A cold drop came through the sleeve of Caroline’s dress and sent a thrill up her arm. She laughed. Sophie did not move. A raindrop pocked into the letter. “However,” Sophie continued, “you must not deceive yourself. My son won’t let you go to England, it is true. But this is not simply because Queen Anne hates the idea. George Louis has his shortcomings. No one knows this better than his mama. But spinelessness is not among them! He keeps you and George Augustus pent up in Hanover, because he is envious of his son-his poise, his battle-glory-and distrustful of his son’s women.”

“You mean Mrs. Braithwaite?”

Sophie flinched. “She is a dust-mote. Everyone knows that except you. You, Eliza, the late Sophie Charlotte, and I-the women who walk in the garden-are to George Louis like some witch-coven. He is appalled that his son and heir is comfortable among us, and shares intelligence with us. For this reason he will never give George Augustus, and you, leave to move to England. He may use this as an excuse-” and she held up the letter so that many collected raindrops, black with dissolved abuse, tumbled down over the Queen of England’s signature “-but you must never be deceived.”

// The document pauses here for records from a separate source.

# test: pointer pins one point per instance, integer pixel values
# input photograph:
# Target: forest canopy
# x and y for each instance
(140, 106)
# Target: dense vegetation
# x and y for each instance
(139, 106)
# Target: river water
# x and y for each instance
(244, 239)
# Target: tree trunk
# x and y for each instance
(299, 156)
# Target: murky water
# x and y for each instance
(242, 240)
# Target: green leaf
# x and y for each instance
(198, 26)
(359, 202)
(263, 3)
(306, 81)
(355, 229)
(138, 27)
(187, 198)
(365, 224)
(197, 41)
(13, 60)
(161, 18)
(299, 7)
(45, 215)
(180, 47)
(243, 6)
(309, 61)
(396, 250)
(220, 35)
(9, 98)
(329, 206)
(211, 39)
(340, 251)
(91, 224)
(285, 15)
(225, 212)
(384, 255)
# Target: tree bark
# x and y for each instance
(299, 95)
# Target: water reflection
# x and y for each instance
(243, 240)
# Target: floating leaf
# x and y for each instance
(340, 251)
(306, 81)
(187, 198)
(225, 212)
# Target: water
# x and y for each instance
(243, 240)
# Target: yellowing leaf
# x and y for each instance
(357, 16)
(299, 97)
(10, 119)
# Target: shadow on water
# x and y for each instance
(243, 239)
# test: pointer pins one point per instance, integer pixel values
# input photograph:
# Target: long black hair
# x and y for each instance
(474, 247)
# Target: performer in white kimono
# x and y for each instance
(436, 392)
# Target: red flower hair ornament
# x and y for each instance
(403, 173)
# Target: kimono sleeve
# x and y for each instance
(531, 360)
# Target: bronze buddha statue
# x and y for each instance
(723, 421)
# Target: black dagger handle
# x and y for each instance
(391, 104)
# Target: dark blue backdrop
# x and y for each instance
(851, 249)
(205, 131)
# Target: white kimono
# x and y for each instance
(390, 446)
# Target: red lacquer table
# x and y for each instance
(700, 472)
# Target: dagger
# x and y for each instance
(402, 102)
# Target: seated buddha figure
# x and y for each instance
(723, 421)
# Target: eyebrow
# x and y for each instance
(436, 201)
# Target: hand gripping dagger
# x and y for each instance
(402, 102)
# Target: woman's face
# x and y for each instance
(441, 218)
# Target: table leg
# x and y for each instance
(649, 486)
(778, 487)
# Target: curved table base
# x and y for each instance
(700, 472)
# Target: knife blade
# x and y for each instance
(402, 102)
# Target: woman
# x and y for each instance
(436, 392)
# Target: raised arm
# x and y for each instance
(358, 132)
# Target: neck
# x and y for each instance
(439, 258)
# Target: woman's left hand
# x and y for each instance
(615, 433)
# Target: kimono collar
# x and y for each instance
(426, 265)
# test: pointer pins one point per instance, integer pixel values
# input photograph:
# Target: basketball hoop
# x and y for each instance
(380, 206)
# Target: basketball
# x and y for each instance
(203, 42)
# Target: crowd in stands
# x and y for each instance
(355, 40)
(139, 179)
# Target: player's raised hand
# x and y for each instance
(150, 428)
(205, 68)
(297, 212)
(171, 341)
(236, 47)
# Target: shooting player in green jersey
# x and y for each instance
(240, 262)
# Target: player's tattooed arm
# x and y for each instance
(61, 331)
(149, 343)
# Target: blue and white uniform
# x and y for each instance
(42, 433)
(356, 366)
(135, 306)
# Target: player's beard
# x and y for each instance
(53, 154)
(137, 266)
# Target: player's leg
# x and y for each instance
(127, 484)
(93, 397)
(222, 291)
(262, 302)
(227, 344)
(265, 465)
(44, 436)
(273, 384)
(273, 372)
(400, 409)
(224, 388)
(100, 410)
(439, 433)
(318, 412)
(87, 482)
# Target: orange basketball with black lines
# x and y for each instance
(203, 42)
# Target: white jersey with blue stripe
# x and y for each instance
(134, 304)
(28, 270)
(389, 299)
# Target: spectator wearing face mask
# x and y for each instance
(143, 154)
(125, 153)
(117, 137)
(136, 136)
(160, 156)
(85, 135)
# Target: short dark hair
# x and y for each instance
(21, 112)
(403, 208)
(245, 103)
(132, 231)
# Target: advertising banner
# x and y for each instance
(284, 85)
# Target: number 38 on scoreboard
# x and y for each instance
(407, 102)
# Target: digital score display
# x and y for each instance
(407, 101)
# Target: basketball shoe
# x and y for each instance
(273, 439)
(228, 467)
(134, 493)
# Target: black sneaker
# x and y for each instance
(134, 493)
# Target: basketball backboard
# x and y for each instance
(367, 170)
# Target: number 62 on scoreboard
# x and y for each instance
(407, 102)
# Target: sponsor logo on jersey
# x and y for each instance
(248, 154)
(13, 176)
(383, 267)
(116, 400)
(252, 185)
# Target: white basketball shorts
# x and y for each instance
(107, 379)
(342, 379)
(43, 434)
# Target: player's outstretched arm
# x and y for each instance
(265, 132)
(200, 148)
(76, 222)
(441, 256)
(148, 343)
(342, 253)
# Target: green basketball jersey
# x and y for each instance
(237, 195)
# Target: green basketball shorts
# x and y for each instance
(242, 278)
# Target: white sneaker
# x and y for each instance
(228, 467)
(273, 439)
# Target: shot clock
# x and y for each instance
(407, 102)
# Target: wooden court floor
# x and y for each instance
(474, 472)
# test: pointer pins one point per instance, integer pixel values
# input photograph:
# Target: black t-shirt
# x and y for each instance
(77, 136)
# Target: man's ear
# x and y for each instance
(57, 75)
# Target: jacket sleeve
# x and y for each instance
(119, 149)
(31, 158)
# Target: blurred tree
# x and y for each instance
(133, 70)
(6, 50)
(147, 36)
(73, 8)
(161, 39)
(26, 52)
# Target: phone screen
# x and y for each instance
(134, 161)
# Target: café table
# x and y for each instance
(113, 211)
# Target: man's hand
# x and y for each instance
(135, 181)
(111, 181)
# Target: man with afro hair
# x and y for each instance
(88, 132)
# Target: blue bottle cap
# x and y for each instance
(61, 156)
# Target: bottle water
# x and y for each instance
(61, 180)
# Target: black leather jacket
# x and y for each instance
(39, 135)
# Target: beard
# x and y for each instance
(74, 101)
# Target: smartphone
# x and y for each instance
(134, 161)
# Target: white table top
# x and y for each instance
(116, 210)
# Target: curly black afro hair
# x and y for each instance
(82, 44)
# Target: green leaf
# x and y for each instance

A strong wind-burst came through now, and cracked a branch somewhere. All the rainwater that had gathered on the leaves above was knocked loose and rushed down around them. Sophie looked around herself for the first time, becoming aware that this might develop into something more than a June shower. Her starched fontange was beginning to wilt.

But now it was Caroline’s turn to be oblivious to weather. “When we sat down here you said that the letter had some import, having to do with currency-?”